Сказанное тем, кто жил писательством, произвело на меня большое впечатление. Прошло несколько лет, прежде чем стало известно, что это была книга «Тысяча и одна ночь». Сказка, которая мне больше всего понравилась, одна из самых коротких и самых чувствительных, которые я читал, сказка эта продолжала казаться мне лучшей всю жизнь, хотя теперь я не уверен, что именно там ее прочитал, и уже никто не сможет мне помочь прояснить это. Сказка такая: один рыбак пообещал подарить соседке первую рыбу, которую он поймает, если она ему даст кусок свинца для его сети, и когда женщина разрезала рыбу, чтобы пожарить ее, то увидела внутри ее бриллиант размером с миндальный орех…
Я всегда связывал войну с Перу с упадком Катаки, потому что однажды провозглашенный мир вызвал то явление, которое ввергло моего отца в неуверенность, он как бы заблудился в лабиринте общего упадка. И семья наша вынуждена была переехать в его родное селение Синее. Для нас с Луисом Энрике, когда мы сопровождали его в поездке на разведку, это было в действительности новой школой жизни, с культурой, настолько отличной от нашей, что, казалось, мы переезжаем на другую планету. На следующий день после приезда нас отвели на соседние плантации, где мы учились ездить верхом на осле, пасти коров, кастрировать бычков, ставить капканы на перепелов, ловить рыбу на крючок и узнали, почему псы остаются склеенными со своими сучками. Луис Энрике всегда намного опережал меня в открытии мира, который Мина держала от нас под запретом, а бабушка Агремира говорила с нами в Синее без лукавства. Столько дядей и тетей, столько двоюродных братьев и сестер разных цветов кожи, столько родственников со странными фамилиями, разговаривающих на наречиях столь различных, сначала сообщали нам больше путаницы, чем необходимых сведений. Папа папы, дон Габриэль Мартинес, легендарный школьный учитель, принял нас с Луисом Энрике в патио с огромными деревьями манго, самыми известными в селении благодаря своему вкусу и размеру. Он их пересчитывал один за другим каждый день годового сбора урожая, начиная с первого дня, и срывал их один за другим собственной рукой для продажи по баснословной цене, по целому сентаво за каждый. Прощаясь с нами, после дружеской шутки насчет своей хорошей памяти учителя он сорвал одно манго с самого густолиственного дерева и протянул нам одно на двоих.

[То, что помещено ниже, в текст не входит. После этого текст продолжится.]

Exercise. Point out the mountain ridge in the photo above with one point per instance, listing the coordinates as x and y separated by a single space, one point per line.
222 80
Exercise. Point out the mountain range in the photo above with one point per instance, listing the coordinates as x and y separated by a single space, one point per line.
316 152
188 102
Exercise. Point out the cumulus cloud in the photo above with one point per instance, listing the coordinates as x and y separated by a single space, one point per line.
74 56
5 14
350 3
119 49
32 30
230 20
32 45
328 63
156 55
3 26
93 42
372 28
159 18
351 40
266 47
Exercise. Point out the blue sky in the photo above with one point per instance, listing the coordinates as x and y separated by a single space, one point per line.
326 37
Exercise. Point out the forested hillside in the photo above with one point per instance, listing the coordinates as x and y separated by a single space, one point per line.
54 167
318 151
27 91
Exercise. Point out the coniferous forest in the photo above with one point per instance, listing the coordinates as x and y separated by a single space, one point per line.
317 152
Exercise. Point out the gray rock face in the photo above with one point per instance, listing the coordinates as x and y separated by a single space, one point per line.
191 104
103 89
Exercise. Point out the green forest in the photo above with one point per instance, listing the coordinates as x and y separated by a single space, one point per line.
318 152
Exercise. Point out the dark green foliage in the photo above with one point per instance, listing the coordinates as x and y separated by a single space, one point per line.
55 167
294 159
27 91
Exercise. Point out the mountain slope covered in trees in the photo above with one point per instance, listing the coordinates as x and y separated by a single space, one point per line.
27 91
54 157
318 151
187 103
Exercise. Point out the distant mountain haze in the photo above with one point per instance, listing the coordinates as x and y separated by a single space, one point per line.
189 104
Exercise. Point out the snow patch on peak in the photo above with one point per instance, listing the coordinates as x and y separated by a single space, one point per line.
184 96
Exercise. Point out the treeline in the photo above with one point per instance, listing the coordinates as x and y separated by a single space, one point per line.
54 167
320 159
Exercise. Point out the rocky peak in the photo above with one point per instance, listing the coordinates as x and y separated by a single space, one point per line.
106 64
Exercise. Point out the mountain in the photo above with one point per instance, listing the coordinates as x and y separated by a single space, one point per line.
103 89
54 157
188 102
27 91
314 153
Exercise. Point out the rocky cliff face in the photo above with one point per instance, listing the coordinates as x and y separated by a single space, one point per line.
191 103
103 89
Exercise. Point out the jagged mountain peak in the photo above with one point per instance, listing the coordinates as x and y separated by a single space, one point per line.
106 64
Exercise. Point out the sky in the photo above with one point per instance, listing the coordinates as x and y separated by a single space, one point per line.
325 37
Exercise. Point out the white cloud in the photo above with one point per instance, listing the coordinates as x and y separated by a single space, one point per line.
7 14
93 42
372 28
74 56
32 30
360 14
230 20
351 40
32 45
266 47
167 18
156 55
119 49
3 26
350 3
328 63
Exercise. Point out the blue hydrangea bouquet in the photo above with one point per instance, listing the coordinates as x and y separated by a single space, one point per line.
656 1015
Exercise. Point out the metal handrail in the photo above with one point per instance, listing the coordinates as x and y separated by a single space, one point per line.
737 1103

Папа «подал» нам эту поездку как важный шаг в объединении нашей семьи, но, начиная с приезда, мы поняли, что его тайным намерением было основать аптеку на главной площади. Мы с братом были зачислены в школу маэстро Луиса Габриэля Месы, где мы чувствовали себя более свободными и быстро влившимися в новую общность. На лучшем перекрестке селения мы арендовали огромный дом с двумя этажами и балконом, выходящим на площадь; в разоренных спальнях дома всю ночь пел невидимый призрак выпи.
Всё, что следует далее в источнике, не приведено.